Eli Chapman

Associate Professor, Pharmacology and Toxicology, Drug Discovery & Development

The Chapman lab is a chemical biology lab. They are primarily focused on finding synthetic small molecules or natural probes and leads through targeted approaches, on understanding the mechanisms and modes of action of these molecules, and on improving the molecules through medicinal chemistry. We use contemporary molecular biology and protein biochemistry procedures to produce the desired target proteins and then develop assays amenable to moderate to high throughput screening.

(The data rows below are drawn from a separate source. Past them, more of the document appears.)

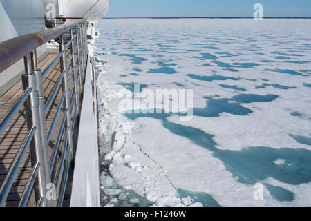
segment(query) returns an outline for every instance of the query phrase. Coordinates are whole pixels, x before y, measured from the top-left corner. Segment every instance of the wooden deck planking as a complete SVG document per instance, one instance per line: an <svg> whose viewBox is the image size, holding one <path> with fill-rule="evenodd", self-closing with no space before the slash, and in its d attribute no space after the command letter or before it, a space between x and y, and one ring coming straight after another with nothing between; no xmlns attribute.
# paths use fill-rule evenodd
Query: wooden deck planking
<svg viewBox="0 0 311 221"><path fill-rule="evenodd" d="M57 55L57 54L49 53L48 56L38 64L38 68L41 70L44 70ZM69 55L68 55L67 60L68 60ZM68 69L68 73L70 73L70 70L71 68ZM60 62L58 61L43 79L46 102L47 98L49 97L53 93L53 89L54 88L60 74ZM72 84L72 82L70 82L70 87L71 87ZM22 92L23 88L21 80L9 90L9 91L0 97L0 119L3 117L11 106L15 104L15 101L19 97ZM61 85L55 101L46 114L47 131L48 131L54 118L55 113L57 108L57 104L60 101L62 94L62 87ZM62 117L64 113L62 113L59 114L57 122L59 122L59 119ZM50 143L48 144L50 157L56 142L58 128L60 127L59 124L55 125L55 128L53 130L53 134L51 137ZM23 107L21 107L19 110L19 113L13 117L11 122L8 124L5 132L3 132L3 135L0 137L0 186L2 185L3 182L6 177L6 174L11 166L12 162L16 157L27 133L28 128L26 122L25 110ZM32 164L28 148L23 159L22 163L21 164L19 171L10 190L10 194L8 196L6 206L17 206L18 205L31 171ZM34 206L35 206L34 204L35 199L30 199L28 205Z"/></svg>

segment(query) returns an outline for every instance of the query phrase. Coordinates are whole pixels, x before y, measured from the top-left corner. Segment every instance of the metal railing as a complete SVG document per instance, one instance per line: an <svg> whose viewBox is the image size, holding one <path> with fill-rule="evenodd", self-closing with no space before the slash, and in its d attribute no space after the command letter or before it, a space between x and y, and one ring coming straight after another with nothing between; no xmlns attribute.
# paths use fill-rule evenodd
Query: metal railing
<svg viewBox="0 0 311 221"><path fill-rule="evenodd" d="M88 60L86 28L86 19L79 19L0 43L0 73L23 58L25 68L22 76L23 92L0 121L0 136L23 105L28 126L27 135L1 184L0 206L4 206L29 148L32 171L19 206L26 206L32 193L35 195L37 206L62 204L73 157L73 133L81 108ZM44 70L38 69L37 48L55 39L59 53ZM43 80L58 63L60 75L48 97L45 97ZM61 98L57 101L59 93ZM46 115L55 103L57 103L57 108L48 131ZM57 128L59 117L62 120ZM57 134L57 139L49 153L48 144L53 133ZM54 186L52 193L47 188L50 184Z"/></svg>

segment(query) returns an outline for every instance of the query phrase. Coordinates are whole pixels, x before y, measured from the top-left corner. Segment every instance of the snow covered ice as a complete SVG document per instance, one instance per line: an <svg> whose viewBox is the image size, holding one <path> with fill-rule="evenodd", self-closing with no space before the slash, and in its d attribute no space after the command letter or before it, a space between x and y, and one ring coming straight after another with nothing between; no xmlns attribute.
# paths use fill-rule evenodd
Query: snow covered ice
<svg viewBox="0 0 311 221"><path fill-rule="evenodd" d="M96 43L106 206L310 206L309 19L104 19ZM194 117L118 94L194 90ZM129 97L132 99L132 97ZM254 198L262 184L263 199Z"/></svg>

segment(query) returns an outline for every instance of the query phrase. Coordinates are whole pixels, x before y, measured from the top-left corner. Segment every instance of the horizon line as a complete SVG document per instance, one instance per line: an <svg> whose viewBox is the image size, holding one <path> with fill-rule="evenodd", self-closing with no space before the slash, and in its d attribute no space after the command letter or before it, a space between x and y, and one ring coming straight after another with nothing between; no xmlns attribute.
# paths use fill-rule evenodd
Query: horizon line
<svg viewBox="0 0 311 221"><path fill-rule="evenodd" d="M111 17L104 19L254 19L253 17ZM265 17L263 19L311 19L310 17Z"/></svg>

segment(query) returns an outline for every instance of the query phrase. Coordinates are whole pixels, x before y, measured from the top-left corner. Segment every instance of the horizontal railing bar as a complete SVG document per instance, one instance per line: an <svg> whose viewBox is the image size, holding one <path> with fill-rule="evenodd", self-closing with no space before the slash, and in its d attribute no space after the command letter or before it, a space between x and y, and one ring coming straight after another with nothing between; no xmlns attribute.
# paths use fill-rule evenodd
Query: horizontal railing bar
<svg viewBox="0 0 311 221"><path fill-rule="evenodd" d="M8 111L6 115L2 118L1 121L0 122L0 136L6 130L12 119L15 116L16 113L19 110L21 106L28 98L32 90L32 89L30 87L28 87L27 89L26 89L21 94L21 97L19 97L19 99L17 99L15 104L10 108L10 110Z"/></svg>
<svg viewBox="0 0 311 221"><path fill-rule="evenodd" d="M59 58L63 55L64 52L61 52L57 57L55 57L55 59L52 61L51 64L48 65L48 66L43 71L42 73L42 78L45 77L46 75L48 73L50 70L55 65L56 62L58 61Z"/></svg>
<svg viewBox="0 0 311 221"><path fill-rule="evenodd" d="M19 207L26 207L27 206L29 196L30 195L31 191L32 190L33 184L35 183L35 180L37 178L39 168L40 167L40 166L41 164L39 162L37 162L36 165L31 171L31 175L29 177L28 181L27 182L27 184L25 187L25 191L23 191L23 195L21 196L21 200L19 204Z"/></svg>
<svg viewBox="0 0 311 221"><path fill-rule="evenodd" d="M68 110L66 110L65 113L64 113L63 119L62 121L61 128L59 129L59 132L57 136L57 139L56 140L55 145L54 146L54 149L52 153L52 157L50 159L50 171L52 172L53 167L54 167L54 163L55 162L56 156L57 155L58 148L59 147L59 144L62 140L62 137L63 135L64 131L64 127L65 126L65 122L67 117L67 113Z"/></svg>
<svg viewBox="0 0 311 221"><path fill-rule="evenodd" d="M50 108L50 106L52 105L53 102L55 99L56 95L57 94L58 89L59 88L59 86L62 84L62 81L64 78L64 75L65 74L64 72L62 73L62 75L59 77L59 79L58 79L55 86L53 88L52 95L50 95L50 98L48 99L46 104L44 105L44 111L46 113L48 110Z"/></svg>
<svg viewBox="0 0 311 221"><path fill-rule="evenodd" d="M55 182L55 189L58 189L59 185L59 181L60 181L60 177L61 175L62 175L62 170L64 168L64 162L65 160L65 157L66 157L66 153L67 153L67 144L68 144L68 134L69 132L69 128L67 128L66 132L66 136L65 136L65 141L64 143L64 148L63 148L63 154L62 155L62 158L60 160L60 166L59 166L59 169L57 171L57 174L56 176L56 182Z"/></svg>
<svg viewBox="0 0 311 221"><path fill-rule="evenodd" d="M0 73L19 61L39 46L55 39L86 19L64 23L33 34L25 35L0 43Z"/></svg>
<svg viewBox="0 0 311 221"><path fill-rule="evenodd" d="M25 138L23 144L21 144L21 148L12 163L12 166L8 173L8 175L6 175L6 180L2 184L2 187L0 190L0 206L2 206L2 204L6 202L6 199L10 193L14 180L15 179L19 166L21 166L25 153L28 148L28 146L32 140L36 129L37 128L35 126L32 126L30 131L28 133L28 135Z"/></svg>
<svg viewBox="0 0 311 221"><path fill-rule="evenodd" d="M57 120L57 117L59 115L60 110L62 108L62 105L63 104L64 100L65 99L66 95L66 91L63 93L63 95L62 96L62 98L59 101L59 104L58 104L57 109L56 110L55 114L54 115L53 121L52 122L52 124L50 124L50 128L48 130L48 144L50 142L50 137L52 136L52 133L53 132L54 126L55 126L56 122Z"/></svg>

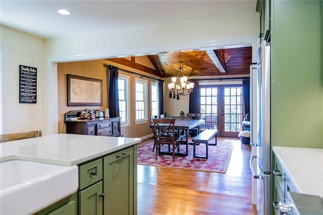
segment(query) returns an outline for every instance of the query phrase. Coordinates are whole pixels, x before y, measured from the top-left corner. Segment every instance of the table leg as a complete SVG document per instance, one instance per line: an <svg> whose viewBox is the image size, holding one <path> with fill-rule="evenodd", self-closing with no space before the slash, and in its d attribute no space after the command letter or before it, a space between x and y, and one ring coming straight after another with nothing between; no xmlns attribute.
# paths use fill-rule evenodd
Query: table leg
<svg viewBox="0 0 323 215"><path fill-rule="evenodd" d="M186 130L186 155L188 155L188 129Z"/></svg>

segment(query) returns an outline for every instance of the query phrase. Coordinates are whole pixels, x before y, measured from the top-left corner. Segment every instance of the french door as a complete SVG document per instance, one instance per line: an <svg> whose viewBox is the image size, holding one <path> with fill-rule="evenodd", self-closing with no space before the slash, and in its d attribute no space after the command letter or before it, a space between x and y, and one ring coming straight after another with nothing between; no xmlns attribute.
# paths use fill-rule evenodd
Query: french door
<svg viewBox="0 0 323 215"><path fill-rule="evenodd" d="M218 136L238 137L243 121L242 85L200 87L200 111L205 128L218 129Z"/></svg>

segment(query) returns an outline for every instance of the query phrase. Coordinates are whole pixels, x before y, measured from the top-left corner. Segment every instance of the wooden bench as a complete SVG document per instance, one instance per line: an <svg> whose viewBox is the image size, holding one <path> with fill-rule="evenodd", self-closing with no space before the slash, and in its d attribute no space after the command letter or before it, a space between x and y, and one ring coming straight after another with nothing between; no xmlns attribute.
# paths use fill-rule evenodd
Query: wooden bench
<svg viewBox="0 0 323 215"><path fill-rule="evenodd" d="M206 129L203 131L201 133L197 136L195 136L194 138L192 139L193 142L193 156L194 157L197 157L199 158L208 158L208 146L209 145L217 145L217 136L218 134L218 130L217 129ZM216 136L216 143L209 143L208 141L211 140L213 137ZM205 156L197 156L195 155L195 145L196 143L205 143L206 146L206 151Z"/></svg>
<svg viewBox="0 0 323 215"><path fill-rule="evenodd" d="M0 143L37 137L41 137L41 130L27 131L26 132L1 134L0 135Z"/></svg>

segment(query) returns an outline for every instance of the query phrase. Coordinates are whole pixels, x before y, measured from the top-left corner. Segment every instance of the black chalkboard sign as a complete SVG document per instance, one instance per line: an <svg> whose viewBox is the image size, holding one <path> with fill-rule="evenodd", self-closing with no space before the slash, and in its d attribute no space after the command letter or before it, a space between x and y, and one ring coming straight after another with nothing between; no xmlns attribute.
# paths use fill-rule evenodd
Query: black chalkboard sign
<svg viewBox="0 0 323 215"><path fill-rule="evenodd" d="M37 102L37 68L19 65L19 103Z"/></svg>

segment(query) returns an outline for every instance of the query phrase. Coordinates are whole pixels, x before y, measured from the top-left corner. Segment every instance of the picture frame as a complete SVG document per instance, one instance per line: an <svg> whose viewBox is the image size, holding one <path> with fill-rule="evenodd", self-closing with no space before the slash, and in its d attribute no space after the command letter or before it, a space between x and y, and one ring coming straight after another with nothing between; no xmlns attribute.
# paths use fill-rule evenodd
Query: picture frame
<svg viewBox="0 0 323 215"><path fill-rule="evenodd" d="M102 80L67 76L68 106L102 106Z"/></svg>

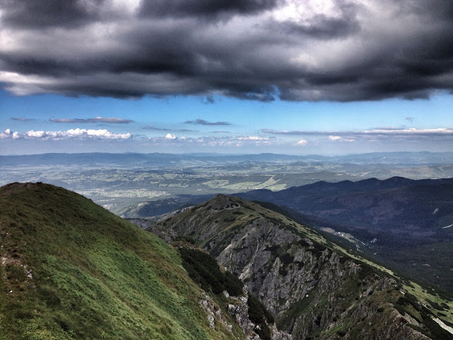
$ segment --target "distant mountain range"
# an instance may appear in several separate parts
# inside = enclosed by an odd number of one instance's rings
[[[448,295],[264,205],[219,195],[149,230],[192,240],[215,256],[294,340],[453,339],[434,321],[453,326]]]
[[[452,178],[321,181],[238,196],[287,207],[335,235],[351,234],[354,246],[453,293]]]
[[[84,153],[0,156],[1,166],[76,165],[123,166],[175,166],[241,162],[322,162],[356,164],[453,164],[453,152],[374,152],[344,156],[287,155],[277,154],[139,154]]]

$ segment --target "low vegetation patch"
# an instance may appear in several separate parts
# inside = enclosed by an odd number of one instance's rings
[[[217,261],[209,254],[188,248],[180,248],[179,252],[189,276],[203,290],[211,290],[214,294],[226,290],[233,296],[242,295],[242,282],[229,271],[222,271]]]

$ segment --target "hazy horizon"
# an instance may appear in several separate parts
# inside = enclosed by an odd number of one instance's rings
[[[451,1],[59,4],[0,5],[0,154],[453,149]]]

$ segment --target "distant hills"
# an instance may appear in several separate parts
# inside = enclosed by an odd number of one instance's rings
[[[453,339],[448,295],[240,198],[154,226],[173,246],[42,183],[0,211],[1,340]]]
[[[337,236],[350,234],[354,246],[453,293],[453,179],[317,182],[239,196],[287,207]]]
[[[452,164],[453,152],[374,152],[344,156],[288,155],[278,154],[139,154],[139,153],[83,153],[42,154],[32,155],[0,156],[2,166],[21,165],[77,165],[122,166],[178,166],[210,165],[241,162],[319,162],[351,163],[356,164]]]

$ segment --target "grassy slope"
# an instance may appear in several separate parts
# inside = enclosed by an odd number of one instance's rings
[[[233,338],[176,251],[83,196],[8,185],[0,212],[0,339]]]
[[[247,202],[236,197],[230,198],[229,200],[231,202],[237,202],[240,208],[234,210],[219,209],[214,210],[214,213],[210,213],[209,211],[212,210],[208,209],[210,208],[209,203],[206,203],[173,216],[161,223],[164,227],[169,224],[184,226],[185,225],[185,221],[187,221],[188,219],[193,219],[193,214],[200,212],[200,216],[205,217],[200,220],[197,220],[197,225],[200,228],[197,234],[205,234],[208,231],[215,231],[212,237],[201,242],[200,245],[202,246],[207,246],[219,234],[224,234],[227,235],[224,237],[223,242],[219,242],[213,249],[210,249],[210,252],[213,256],[218,256],[228,246],[237,229],[251,224],[252,221],[259,217],[263,217],[267,220],[285,226],[285,227],[303,237],[308,237],[314,242],[327,246],[334,251],[366,264],[382,273],[385,273],[386,275],[392,276],[397,281],[401,283],[404,288],[411,294],[415,295],[423,305],[426,306],[432,315],[439,317],[441,320],[447,322],[447,324],[453,324],[453,299],[452,299],[451,296],[445,295],[442,292],[435,290],[422,288],[419,284],[409,279],[401,278],[398,273],[365,258],[361,254],[340,246],[326,239],[316,230],[300,225],[291,218],[270,210],[265,206],[252,202]],[[204,214],[199,211],[199,210],[202,209],[207,209],[208,212]],[[176,231],[180,233],[184,232],[183,230]],[[442,306],[442,307],[439,306]]]

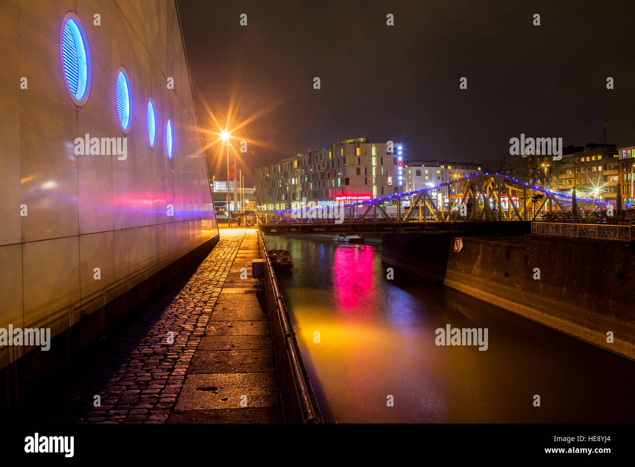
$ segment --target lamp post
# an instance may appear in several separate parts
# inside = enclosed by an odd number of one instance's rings
[[[229,223],[229,213],[232,209],[232,196],[229,193],[229,146],[231,146],[231,143],[229,142],[229,133],[227,132],[222,132],[220,133],[220,137],[223,139],[224,145],[227,145],[227,224]],[[236,179],[236,167],[234,168],[234,177]],[[235,188],[236,187],[234,187]],[[236,198],[236,196],[234,196]]]

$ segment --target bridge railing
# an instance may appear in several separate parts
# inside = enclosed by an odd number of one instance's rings
[[[531,233],[566,237],[600,238],[620,241],[632,241],[632,227],[602,224],[564,224],[559,222],[531,222]]]
[[[276,277],[262,233],[258,231],[258,246],[264,260],[264,288],[267,313],[271,328],[274,358],[284,421],[291,423],[323,423],[313,388],[302,362],[289,318],[284,299]]]

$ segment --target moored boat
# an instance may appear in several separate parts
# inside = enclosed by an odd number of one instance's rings
[[[267,252],[276,273],[291,273],[293,271],[293,261],[291,259],[291,254],[286,250],[269,250]]]
[[[333,241],[345,241],[348,243],[359,243],[364,241],[364,237],[359,235],[343,235],[337,234]]]

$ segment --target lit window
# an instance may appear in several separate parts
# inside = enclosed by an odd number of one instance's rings
[[[165,143],[168,147],[168,157],[170,159],[172,158],[172,122],[171,120],[168,120],[168,125],[165,128]]]
[[[156,142],[157,122],[156,113],[154,112],[154,104],[152,101],[148,101],[148,139],[150,140],[150,146],[154,147],[154,143]]]
[[[130,129],[130,83],[123,67],[117,74],[116,102],[119,125],[127,132]]]
[[[79,19],[71,12],[64,17],[60,33],[62,66],[66,88],[77,105],[83,105],[90,91],[90,51]]]

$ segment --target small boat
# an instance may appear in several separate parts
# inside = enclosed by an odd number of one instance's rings
[[[293,261],[289,252],[286,250],[269,250],[268,253],[276,273],[293,272]]]
[[[333,239],[333,241],[346,241],[349,243],[359,243],[364,241],[364,237],[359,235],[343,235],[337,234]]]

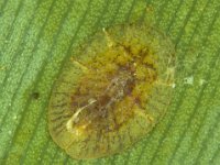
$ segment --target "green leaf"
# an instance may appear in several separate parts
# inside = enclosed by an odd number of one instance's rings
[[[72,160],[47,130],[54,80],[94,32],[144,18],[176,45],[166,116],[122,154]],[[219,0],[1,0],[0,164],[220,164],[219,43]]]

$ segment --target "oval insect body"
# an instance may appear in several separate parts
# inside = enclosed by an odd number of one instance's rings
[[[117,25],[74,54],[52,92],[53,140],[78,160],[124,151],[152,130],[169,105],[170,42],[147,25]]]

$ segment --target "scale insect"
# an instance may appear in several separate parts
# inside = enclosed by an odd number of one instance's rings
[[[53,140],[73,158],[120,153],[145,136],[170,102],[175,53],[145,24],[116,25],[75,50],[48,107]]]

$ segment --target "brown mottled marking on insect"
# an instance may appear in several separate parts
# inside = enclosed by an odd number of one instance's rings
[[[48,108],[53,140],[78,160],[127,150],[164,116],[174,67],[173,45],[155,29],[103,29],[75,50],[55,82]]]

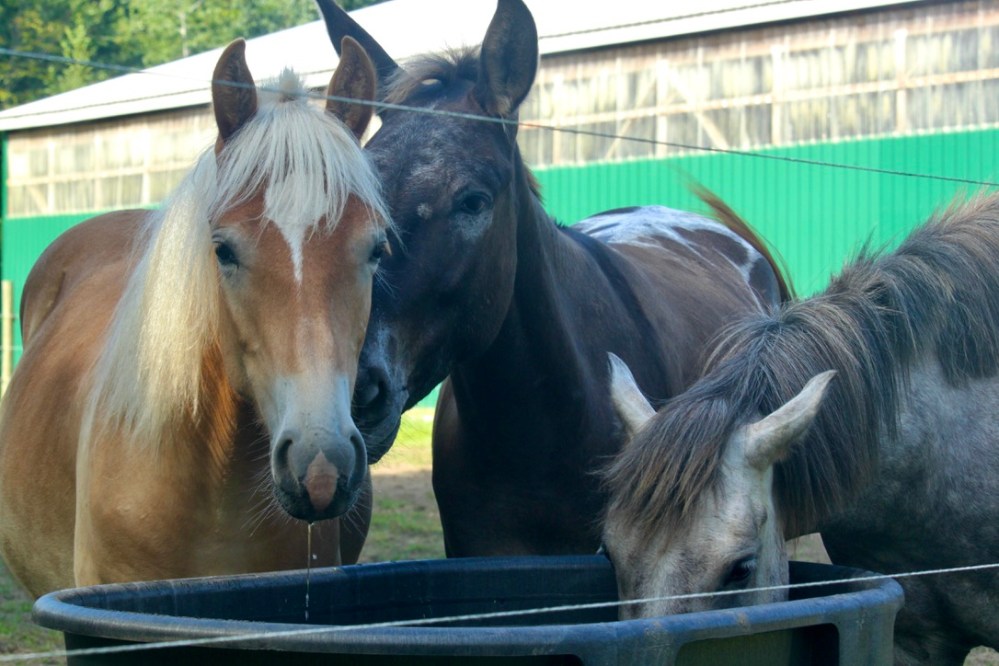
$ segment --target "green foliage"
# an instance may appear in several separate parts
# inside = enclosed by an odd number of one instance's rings
[[[151,67],[318,17],[314,0],[4,0],[0,45],[76,62],[0,55],[0,109],[119,74],[79,61]]]

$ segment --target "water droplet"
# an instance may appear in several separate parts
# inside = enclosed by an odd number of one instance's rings
[[[312,523],[309,523],[305,537],[305,621],[309,621],[309,586],[312,583],[312,560],[316,558],[312,554]]]

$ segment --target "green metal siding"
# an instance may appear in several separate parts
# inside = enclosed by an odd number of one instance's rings
[[[536,170],[545,205],[563,221],[608,208],[662,204],[704,210],[696,181],[727,201],[786,262],[799,294],[819,290],[867,241],[891,244],[974,185],[827,164],[996,182],[999,129]],[[802,162],[819,162],[812,164]],[[5,182],[5,179],[4,181]],[[0,200],[5,198],[5,190]],[[2,276],[20,307],[24,280],[56,236],[92,214],[2,220]],[[17,310],[15,309],[15,312]],[[21,337],[15,326],[15,362]]]
[[[891,244],[955,193],[978,189],[939,178],[829,165],[997,182],[997,148],[999,129],[983,129],[760,153],[782,159],[707,153],[535,173],[547,210],[565,222],[633,205],[703,211],[704,204],[688,189],[691,181],[699,182],[767,239],[805,295],[822,289],[864,242]]]
[[[90,217],[85,215],[54,215],[3,220],[3,246],[0,261],[3,279],[14,285],[14,363],[21,358],[21,291],[35,261],[49,244],[66,229]]]

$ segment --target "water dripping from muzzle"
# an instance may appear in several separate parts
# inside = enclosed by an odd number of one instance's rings
[[[306,531],[305,536],[305,621],[309,621],[309,586],[312,583],[312,525],[313,522],[309,521],[309,527]]]

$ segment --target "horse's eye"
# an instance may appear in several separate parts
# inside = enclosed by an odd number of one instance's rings
[[[392,254],[392,248],[389,247],[388,241],[384,238],[378,240],[375,246],[371,248],[371,256],[368,257],[368,262],[372,264],[377,264],[382,260],[382,257]]]
[[[489,195],[482,192],[470,192],[461,198],[458,209],[467,215],[478,215],[492,205]]]
[[[725,574],[722,587],[745,587],[756,573],[756,558],[744,557],[736,560]]]
[[[239,266],[236,253],[228,243],[223,241],[215,242],[215,257],[219,260],[219,265],[223,268],[236,268]]]

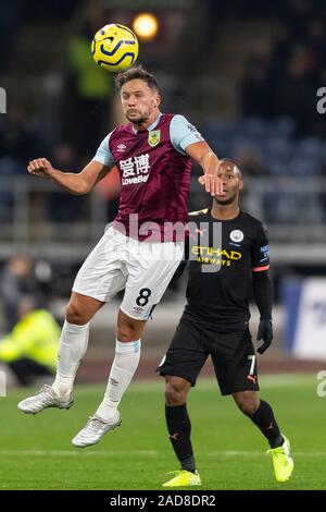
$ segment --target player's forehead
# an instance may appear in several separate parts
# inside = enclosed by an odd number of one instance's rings
[[[241,171],[238,166],[233,161],[222,160],[221,166],[217,170],[218,174],[233,174],[235,178],[241,179]]]
[[[153,93],[147,82],[140,78],[129,80],[122,86],[121,92],[122,94]]]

Through development, we use cellular amenable to understand the modes of action, biophysics to understand the mechanisms of action, structural biology to guide molecular improvements, and synthetic chemistry to optimize hit compounds. We often simultaneously probe families of enzymes in a parallel fashion in an effort to pre-program specificity, mitigating downstream off-target liabilities and aiding development.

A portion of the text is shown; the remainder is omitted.